D’altro canto, la giornata di lotta del 6 dicembre ha portato con sé anche una scia di repressione: una denuncia per associazione a delinquere nei confronti di 6 persone, poi decaduta; 10 procedimenti penali per un totale di 20 imputat* tra lavoratori e solidali, con capi di imputazione che vanno dall’interruzione di pubblico servizio, alla manifestazione non autorizzata, passando in due casi per il rifiuto di fornire le generalità, e in uno per lesioni personali e resistenza a pubblico ufficiale (allo stato attuale 3 risolti con il proscioglimento, uno con una condanna a 8 mesi nei confronti di un lavoratore, e gli altri ancora in corso); 19 fogli di via e 13 multe da 1000 euro per blocco stradale. Pur non amando la ragioneria delle beghe giuridiche né il piagnisteo o l’eroismo militante, crediamo sia bene mettere in fila i fatti, perché di questa lotta e delle sue conseguenze non solo non hanno parlato i media, com’è ovvio, ma nemmeno ci è mai riuscito di fare un reale bilancio tra compagn*.

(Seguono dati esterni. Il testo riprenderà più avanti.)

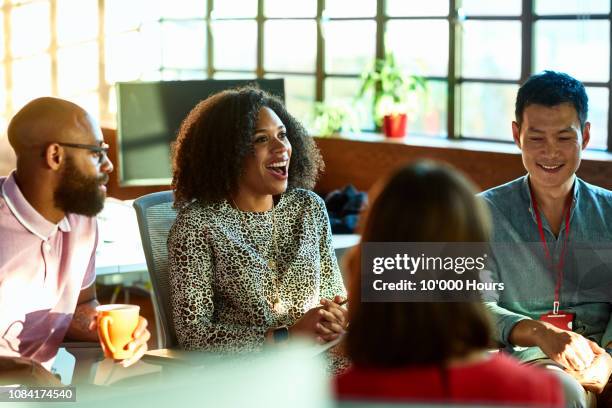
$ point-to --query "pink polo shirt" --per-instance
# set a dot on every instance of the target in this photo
(43, 267)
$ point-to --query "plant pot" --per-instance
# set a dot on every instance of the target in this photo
(395, 125)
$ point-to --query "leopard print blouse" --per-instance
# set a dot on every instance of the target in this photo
(223, 286)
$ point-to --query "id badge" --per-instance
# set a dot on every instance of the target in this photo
(562, 320)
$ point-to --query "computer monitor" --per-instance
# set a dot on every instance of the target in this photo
(149, 115)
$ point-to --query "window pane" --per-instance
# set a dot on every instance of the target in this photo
(235, 8)
(24, 40)
(191, 35)
(491, 49)
(299, 95)
(342, 92)
(420, 57)
(183, 8)
(349, 56)
(234, 75)
(350, 8)
(491, 8)
(122, 15)
(235, 44)
(566, 46)
(412, 8)
(2, 93)
(2, 36)
(182, 74)
(598, 116)
(77, 69)
(77, 20)
(427, 113)
(31, 79)
(290, 8)
(487, 110)
(89, 101)
(572, 6)
(300, 56)
(120, 50)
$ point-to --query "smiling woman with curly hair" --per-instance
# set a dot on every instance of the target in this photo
(250, 255)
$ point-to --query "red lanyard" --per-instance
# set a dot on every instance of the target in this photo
(559, 266)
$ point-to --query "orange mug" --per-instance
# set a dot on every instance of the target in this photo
(116, 325)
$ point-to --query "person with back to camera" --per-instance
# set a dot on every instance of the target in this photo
(250, 254)
(430, 352)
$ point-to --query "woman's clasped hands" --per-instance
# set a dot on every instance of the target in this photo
(324, 323)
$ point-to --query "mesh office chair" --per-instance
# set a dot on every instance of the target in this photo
(155, 217)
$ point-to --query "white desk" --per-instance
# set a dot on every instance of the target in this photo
(120, 249)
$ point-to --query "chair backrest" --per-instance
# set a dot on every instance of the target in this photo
(155, 218)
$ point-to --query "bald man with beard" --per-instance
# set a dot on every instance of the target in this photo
(49, 234)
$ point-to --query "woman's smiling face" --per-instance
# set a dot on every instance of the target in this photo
(266, 169)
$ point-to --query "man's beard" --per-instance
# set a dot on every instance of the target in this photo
(78, 193)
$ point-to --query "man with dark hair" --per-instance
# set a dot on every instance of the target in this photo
(48, 231)
(549, 321)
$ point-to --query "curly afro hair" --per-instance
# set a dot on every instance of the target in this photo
(216, 136)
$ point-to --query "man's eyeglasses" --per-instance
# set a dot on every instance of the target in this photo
(100, 150)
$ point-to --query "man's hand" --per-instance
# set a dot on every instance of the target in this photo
(596, 376)
(139, 345)
(571, 350)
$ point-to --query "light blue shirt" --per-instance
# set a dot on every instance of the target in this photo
(514, 222)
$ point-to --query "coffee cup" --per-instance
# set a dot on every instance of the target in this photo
(116, 325)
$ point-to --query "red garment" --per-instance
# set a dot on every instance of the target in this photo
(498, 380)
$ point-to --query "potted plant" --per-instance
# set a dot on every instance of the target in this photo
(391, 87)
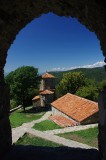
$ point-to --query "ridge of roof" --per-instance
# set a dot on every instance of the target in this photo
(36, 97)
(46, 92)
(76, 107)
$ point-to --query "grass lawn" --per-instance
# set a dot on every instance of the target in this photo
(19, 117)
(46, 125)
(88, 136)
(29, 139)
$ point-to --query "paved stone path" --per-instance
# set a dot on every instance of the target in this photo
(50, 135)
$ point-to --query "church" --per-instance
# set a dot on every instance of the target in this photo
(46, 91)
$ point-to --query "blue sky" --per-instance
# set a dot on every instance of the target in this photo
(51, 43)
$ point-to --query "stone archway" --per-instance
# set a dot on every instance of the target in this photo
(14, 15)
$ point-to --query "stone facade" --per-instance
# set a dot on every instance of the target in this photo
(15, 15)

Dopo quella giornata abbiamo continuato a batterci, cercando nuovamente di costruire un fronte ampio di lotta contro le politiche migratorie italiane ed europee e continuando a sostenere le battaglie di chi vive nei ghetti – più o meno ufficiali – per migliori condizioni di vita e di lavoro, contro gli abusi delle questure e la violenza delle istituzioni in generale. È un dato di fatto che costruire questo fronte sia un’impresa ardua e che le ultime strette legislative su immigrazione e “sicurezza”, insieme alle strumentalizzazioni, abbiano spesso causato timori ed arretramenti, raggiungendo in qualche caso il loro obiettivo. Ma è impossibile spiegare queste strette repressive, specialmente contro chi è sprovvisto dei documenti UE, senza guardare ai decenni di lotte che le hanno precedute. Se oggi, per fare un esempio a noi vicino, la questura di Foggia deporta come mai ha fatto in precedenza, e con un accanimento maggiore rispetto ad altre, chi non ha il permesso di soggiorno (40 rimpatri coatti eseguiti nel 2024, e una pioggia di altre misure, anche detentive), a nostro modo di vedere si tratta anche di una reazione alla crescente consapevolezza che ha portato i lavoratori e le lavoratrici ad organizzarsi. Questo vale non solo per la battaglia contro il razzismo di stato, fatto dei mille ricatti legati al permesso di soggiorno, ma anche e soprattutto rispetto alle condizioni di lavoro, che a quei ricatti sono legate. È noto che grazie alle lotte le paghe dei braccianti, nel foggiano, sono più alte della media, e questo forse non va giù a chi comanda nel settore agricolo e ai loro rappresentanti istituzionali. Si tratta di una dinamica collaudata, una storia antica.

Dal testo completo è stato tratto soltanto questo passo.